Roman de Fatima Daas publié en 2020, La Petite Dernière est le troisième film de Hafsia Herzi. 

Fatima est en terminale. De confession musulmane, elle est croyante et pratiquante. Sa foi est très importante pour elle, mais un élément vient troubler son rapport à la religion. Elle pense aimer les filles. Timidement, elle découvre l’univers lesbien, entre conversations, soirées et date pas toujours assumés.

Hafsia Herzi commence sous la caméra d’Abdellatif Kechiche et cela se ressent dans sa manière de filmer ses acteurs et actrices. Très proches d’eux, elle semble les aimer, les comprendre, pour mieux les faire briller. Nous sommes plongés dans l’intimité de Fatima, mais pas au sens premier du terme. Nous sommes avec elle, par ses regards, par sa fébrilité, par les doutes qui la traversent.

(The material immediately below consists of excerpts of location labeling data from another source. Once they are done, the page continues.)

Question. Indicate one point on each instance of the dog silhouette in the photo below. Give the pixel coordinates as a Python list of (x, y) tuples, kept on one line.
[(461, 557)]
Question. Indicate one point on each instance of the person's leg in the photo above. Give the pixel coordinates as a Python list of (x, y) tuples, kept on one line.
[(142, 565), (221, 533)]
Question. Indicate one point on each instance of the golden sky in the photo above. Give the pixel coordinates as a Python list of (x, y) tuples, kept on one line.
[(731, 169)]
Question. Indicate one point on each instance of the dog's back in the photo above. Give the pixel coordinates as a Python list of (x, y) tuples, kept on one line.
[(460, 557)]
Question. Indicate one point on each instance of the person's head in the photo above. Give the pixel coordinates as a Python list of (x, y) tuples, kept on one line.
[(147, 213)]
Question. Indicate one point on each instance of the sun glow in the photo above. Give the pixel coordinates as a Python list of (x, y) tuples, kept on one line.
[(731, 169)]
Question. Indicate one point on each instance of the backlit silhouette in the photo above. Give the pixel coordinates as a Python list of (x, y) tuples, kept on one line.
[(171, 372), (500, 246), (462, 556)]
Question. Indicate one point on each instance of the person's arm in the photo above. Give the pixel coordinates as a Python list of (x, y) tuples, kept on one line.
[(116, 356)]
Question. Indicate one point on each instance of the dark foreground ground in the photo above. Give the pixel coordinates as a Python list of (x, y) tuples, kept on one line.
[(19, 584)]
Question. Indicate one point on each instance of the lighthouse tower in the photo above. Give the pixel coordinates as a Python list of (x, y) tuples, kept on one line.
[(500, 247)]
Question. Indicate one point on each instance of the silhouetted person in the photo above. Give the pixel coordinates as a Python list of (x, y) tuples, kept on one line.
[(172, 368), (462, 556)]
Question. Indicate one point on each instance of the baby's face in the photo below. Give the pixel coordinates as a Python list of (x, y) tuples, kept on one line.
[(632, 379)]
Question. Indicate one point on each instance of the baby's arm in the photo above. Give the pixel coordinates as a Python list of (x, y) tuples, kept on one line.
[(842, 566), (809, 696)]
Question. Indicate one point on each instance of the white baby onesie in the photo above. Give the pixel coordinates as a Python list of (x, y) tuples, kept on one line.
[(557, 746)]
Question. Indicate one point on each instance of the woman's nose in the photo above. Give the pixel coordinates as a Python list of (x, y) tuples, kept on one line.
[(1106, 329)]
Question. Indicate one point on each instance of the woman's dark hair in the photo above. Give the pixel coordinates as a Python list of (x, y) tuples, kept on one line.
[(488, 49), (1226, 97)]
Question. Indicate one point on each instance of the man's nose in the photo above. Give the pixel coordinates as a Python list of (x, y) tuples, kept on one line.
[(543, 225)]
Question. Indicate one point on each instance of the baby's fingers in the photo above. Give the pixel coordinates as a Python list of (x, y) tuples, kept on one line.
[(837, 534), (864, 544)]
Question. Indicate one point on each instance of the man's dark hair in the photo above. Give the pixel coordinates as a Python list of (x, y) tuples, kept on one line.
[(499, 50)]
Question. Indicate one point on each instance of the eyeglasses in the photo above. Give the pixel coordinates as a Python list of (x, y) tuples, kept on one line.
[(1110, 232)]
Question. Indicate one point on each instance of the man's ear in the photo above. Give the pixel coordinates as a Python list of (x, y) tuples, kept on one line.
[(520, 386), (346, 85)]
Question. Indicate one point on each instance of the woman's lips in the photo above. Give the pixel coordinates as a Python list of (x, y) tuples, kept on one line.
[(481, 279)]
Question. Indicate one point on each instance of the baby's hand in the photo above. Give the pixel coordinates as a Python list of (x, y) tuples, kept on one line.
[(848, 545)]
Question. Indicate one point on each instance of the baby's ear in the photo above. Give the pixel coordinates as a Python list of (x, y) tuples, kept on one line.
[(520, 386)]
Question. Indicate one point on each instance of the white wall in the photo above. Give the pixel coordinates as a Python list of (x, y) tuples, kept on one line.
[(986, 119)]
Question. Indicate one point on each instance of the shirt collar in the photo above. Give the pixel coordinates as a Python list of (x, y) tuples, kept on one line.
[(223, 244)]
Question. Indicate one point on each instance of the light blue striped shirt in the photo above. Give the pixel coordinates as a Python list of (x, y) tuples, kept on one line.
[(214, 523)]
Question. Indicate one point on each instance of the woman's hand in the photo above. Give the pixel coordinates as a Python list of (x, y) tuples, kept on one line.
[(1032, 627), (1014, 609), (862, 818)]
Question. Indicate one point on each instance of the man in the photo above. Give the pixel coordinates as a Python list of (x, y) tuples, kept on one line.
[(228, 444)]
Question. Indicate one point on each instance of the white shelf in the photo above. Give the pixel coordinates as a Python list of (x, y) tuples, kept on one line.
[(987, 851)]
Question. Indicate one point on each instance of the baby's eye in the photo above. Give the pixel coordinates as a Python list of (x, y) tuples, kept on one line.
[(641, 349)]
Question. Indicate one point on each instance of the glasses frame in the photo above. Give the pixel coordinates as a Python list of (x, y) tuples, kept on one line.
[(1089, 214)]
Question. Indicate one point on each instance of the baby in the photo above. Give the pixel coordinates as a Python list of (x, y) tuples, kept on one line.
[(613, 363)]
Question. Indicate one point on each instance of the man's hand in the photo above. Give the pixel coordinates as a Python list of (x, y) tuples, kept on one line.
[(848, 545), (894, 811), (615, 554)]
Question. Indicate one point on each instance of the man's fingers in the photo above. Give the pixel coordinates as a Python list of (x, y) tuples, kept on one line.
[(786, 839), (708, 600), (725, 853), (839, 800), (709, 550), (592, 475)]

Hafsia Herzi laisse une vraie place à la sincérité à l’écran, les dialogues sont rompus, les visages sont bruts, si bien que cette histoire, celle de Fatima, résonne sensiblement en nous.

Comme un clin d’œil à La Vie d’Adèle (2013) avec la scène de la gay pride dans les rues de Paris comme un premier rite d’initiation et d’émancipation, la réalisatrice semble embrasser l’ensemble des chemins qu’elle a emprunté en tant que comédienne. Elle propose par ailleurs un rôle à Louis Memmi, son partenaire de jeu dans Borgo (2024).

La Petite Dernière est donc avant tout une histoire de femmes et de destins qui se croisent : de l’autrice Fatima Daas aux productrices Julie Billy et Naomi Denamur qui montrent l’œuvre à Hafsia Herzi, de la directrice de casting Audrey Gini à l’interprétation sensible de Nadia Melliti.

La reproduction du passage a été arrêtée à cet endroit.